Drogo peered into the jar, puzzled. "Dorian, what is this?"

"A potion I brewed," Dorian replied with a calm smile. "It heals wounds. Keep it with you for emergencies."

To demonstrate, he reached into a small cage and pulled out a mouse. With a small knife, he nicked its side—a clean cut, but enough to draw blood.

The mouse squeaked in pain, and Drogo recoiled in alarm. "Dorian!" he gasped, staring at him as if he'd gone mad.

But Dorian simply dabbed a bit of the thick green balm onto the wound.

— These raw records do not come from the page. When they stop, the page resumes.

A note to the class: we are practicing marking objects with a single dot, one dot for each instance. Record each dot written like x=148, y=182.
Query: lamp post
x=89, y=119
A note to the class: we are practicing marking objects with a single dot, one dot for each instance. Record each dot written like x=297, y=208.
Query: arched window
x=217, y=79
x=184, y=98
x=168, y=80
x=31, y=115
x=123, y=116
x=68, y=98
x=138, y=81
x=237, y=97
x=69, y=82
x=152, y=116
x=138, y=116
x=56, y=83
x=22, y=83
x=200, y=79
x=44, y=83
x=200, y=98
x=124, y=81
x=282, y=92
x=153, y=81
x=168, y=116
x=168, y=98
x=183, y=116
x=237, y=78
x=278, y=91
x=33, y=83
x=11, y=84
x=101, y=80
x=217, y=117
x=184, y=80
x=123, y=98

Before their eyes, the gash closed.

The bleeding stopped.

Within seconds, the mouse was as good as new.

Drogo was speechless. He looked down at the little jar in his hands, now heavy with meaning and power.

"This is... this is too much," he stammered. "I can't possibly accept this. It's—this stuff could be worth a fortune."

Dorian simply smiled again and placed the jar firmly back in Drogo's hand. "It's a gift, Drogo. It wasn't hard for me to make. I insist."

Reluctantly, but with gratitude in his heart, Drogo accepted.

From then on, their friendship deepened.

With the Whitefresh Balm, Dorian now had an extra layer of protection on his strange, wandless journey.

Over the following weeks, he continued his forays into the Old Forest.

He never strayed far from the edge—never deep enough to become lost. He would dart in, collect a few branches, test his skills on hostile trees, and dart out again.

The training was grueling, but rewarding.

Through repeated skirmishes with the sentient trees, Dorian's magic and reflexes sharpened. He grew stronger, faster, and more confident. He tested spells from The Standard Book of Spells, Grade 1, Jinxes for the Jinxed, and Dark Forces: A Guide to Self-Protection—and found that nearly all were surprisingly effective in combat.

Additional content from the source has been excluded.